Yes, you can kid yourself that you can "afford" to lease a brand-new BMW or a Mercedes, or even buy one. But it is pretend wealth not real wealth. And spending $70,000 on a car when your net worth is barely $50,000 makes no sense at all. In ten years, that car will be worth $15,000 - I know this, because that's when I would buy it. And the damage to your net worth is staggering.
If you are looking at a car that costs more than your home or your net worth, think about this carefully. In the few years it takes to pay off a car loan, you could more than double your net worth. Or have a cool car for a few years. Which is dumb and which is smart?
3. What are the hidden costs? As I noted in the real cost of owning a car even a $20,000 car can cost $8000 a year, in terms of depreciation, gas, oil, tires, insurance, etc. When I tallied all this up, I realized that even a "paid for" car costs you, in terms of depreciation - even if you don't drive it much. Every day it sits there, it is worth less. And yes, some day you will sell it and realize that loss.
The monthly payment is only part of the deal.
4. What is the overall transaction cost? Most people think in terms of monthly payment. If you learn nothing else here, get out of that mindset - it is the road to poverty. When you say "my car costs $500 a month" you are talking only about car payments, not the overall transaction cost over time. When you add that up, it can be staggering - and make putting a new set of tires on your old car seem pretty cheap in comparison.
5. Are you fully funding your 401(k) and Health Insurance? If you answer "No" to either, than you have no business buying more shit. You are just hurting yourself, over time. And this is why we have to have a "mandate" for health care coverage - because deadbeats like you spend their health care dollars on a Camaro and then stiff the hospital (and the rest of us) for the money.
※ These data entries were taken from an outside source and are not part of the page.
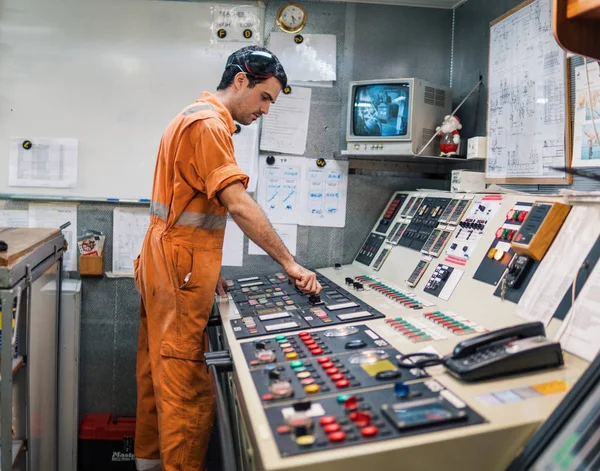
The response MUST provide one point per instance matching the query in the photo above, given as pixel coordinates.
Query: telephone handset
(515, 332)
(502, 352)
(511, 350)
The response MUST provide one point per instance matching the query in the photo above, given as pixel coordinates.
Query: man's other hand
(221, 289)
(304, 279)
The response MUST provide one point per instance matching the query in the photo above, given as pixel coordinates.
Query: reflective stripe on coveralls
(176, 275)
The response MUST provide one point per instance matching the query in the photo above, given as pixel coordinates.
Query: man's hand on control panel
(304, 279)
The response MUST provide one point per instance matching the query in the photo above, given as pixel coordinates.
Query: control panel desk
(395, 316)
(492, 445)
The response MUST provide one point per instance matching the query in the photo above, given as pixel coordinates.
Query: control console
(317, 363)
(271, 304)
(342, 420)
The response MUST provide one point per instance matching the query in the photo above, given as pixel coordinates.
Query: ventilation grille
(435, 97)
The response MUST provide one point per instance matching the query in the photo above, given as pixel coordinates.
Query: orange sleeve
(215, 162)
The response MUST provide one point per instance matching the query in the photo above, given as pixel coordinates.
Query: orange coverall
(176, 275)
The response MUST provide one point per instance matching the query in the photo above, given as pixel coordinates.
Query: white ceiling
(411, 3)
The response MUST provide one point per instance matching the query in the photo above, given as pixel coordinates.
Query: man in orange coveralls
(196, 183)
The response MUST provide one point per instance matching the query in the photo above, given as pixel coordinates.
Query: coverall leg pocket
(186, 411)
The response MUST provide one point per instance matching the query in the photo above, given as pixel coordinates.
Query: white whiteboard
(110, 73)
(527, 98)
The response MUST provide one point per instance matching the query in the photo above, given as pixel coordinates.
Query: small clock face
(291, 18)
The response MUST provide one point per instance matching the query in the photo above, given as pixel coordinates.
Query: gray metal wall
(471, 52)
(373, 41)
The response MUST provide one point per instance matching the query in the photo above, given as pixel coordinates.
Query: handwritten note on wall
(293, 190)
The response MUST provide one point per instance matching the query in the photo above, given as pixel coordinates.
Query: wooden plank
(568, 178)
(575, 35)
(22, 241)
(583, 9)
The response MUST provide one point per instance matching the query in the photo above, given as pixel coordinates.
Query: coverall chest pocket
(186, 271)
(136, 274)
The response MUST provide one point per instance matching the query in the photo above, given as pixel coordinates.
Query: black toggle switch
(274, 375)
(354, 344)
(302, 406)
(388, 375)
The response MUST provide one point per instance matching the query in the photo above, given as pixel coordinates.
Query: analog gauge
(291, 18)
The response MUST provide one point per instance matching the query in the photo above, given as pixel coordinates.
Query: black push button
(388, 375)
(354, 344)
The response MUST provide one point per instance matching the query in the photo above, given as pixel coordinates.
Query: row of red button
(336, 434)
(310, 343)
(395, 297)
(334, 373)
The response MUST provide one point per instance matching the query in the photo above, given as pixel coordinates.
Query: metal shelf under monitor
(410, 163)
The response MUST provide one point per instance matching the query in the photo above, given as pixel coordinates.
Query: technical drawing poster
(527, 105)
(586, 133)
(293, 190)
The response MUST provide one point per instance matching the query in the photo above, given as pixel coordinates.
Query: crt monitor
(570, 439)
(395, 116)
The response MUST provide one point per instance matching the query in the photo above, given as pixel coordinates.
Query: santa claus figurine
(450, 137)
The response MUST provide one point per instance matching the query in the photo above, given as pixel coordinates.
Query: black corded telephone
(515, 349)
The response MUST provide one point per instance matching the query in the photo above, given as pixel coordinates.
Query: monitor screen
(381, 110)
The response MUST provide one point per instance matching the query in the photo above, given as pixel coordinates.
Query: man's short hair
(236, 63)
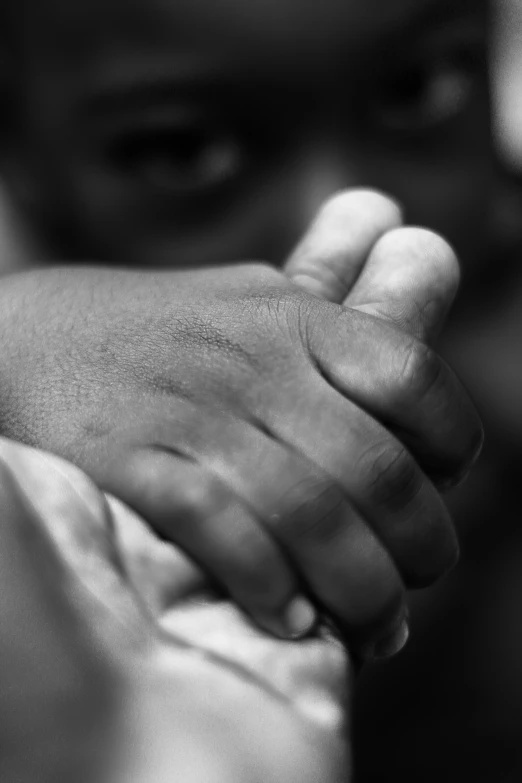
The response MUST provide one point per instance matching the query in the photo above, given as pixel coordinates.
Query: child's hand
(237, 413)
(117, 665)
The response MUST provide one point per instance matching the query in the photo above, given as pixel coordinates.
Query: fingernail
(299, 617)
(393, 643)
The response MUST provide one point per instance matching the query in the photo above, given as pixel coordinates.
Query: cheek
(261, 223)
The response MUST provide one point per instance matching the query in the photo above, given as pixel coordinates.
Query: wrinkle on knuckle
(314, 510)
(198, 498)
(391, 476)
(419, 373)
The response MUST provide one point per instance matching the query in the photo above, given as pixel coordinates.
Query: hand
(236, 413)
(118, 666)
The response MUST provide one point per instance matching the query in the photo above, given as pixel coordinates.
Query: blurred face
(181, 132)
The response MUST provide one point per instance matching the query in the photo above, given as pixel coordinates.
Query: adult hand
(285, 419)
(118, 665)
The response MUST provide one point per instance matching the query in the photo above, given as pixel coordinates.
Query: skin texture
(119, 664)
(178, 133)
(285, 479)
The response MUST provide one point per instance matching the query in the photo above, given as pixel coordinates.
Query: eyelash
(406, 106)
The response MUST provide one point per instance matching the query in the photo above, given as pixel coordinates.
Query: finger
(195, 509)
(410, 279)
(347, 573)
(378, 475)
(402, 383)
(329, 259)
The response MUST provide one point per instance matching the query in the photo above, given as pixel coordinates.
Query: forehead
(272, 27)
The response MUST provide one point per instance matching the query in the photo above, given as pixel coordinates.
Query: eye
(176, 154)
(430, 92)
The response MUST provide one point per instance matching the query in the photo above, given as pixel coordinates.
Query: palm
(180, 680)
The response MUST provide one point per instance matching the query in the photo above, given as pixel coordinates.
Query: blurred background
(449, 708)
If you are not funding your retirement, well, it will catch up with you, over time - and you will be miserable at an older age. Even in just a few short years, it will catch up with you. If you have no savings and are heavily leveraged in debt, forget about buying a house or starting a business - or doing anything other than working as a drone to pay your bills.
Yes, Americans complain they work "paycheck to paycheck" - but they do this voluntarily and willingly - in most instances. I examine the finances of many such complainers, and usually find their budgets padded with smart phones, Cable television, and not one, but two new car payments. They have all the toys and all the bills. But of course, savings and health care are not among them.
They can afford it - but they really can't afford it. Not if they did the real math.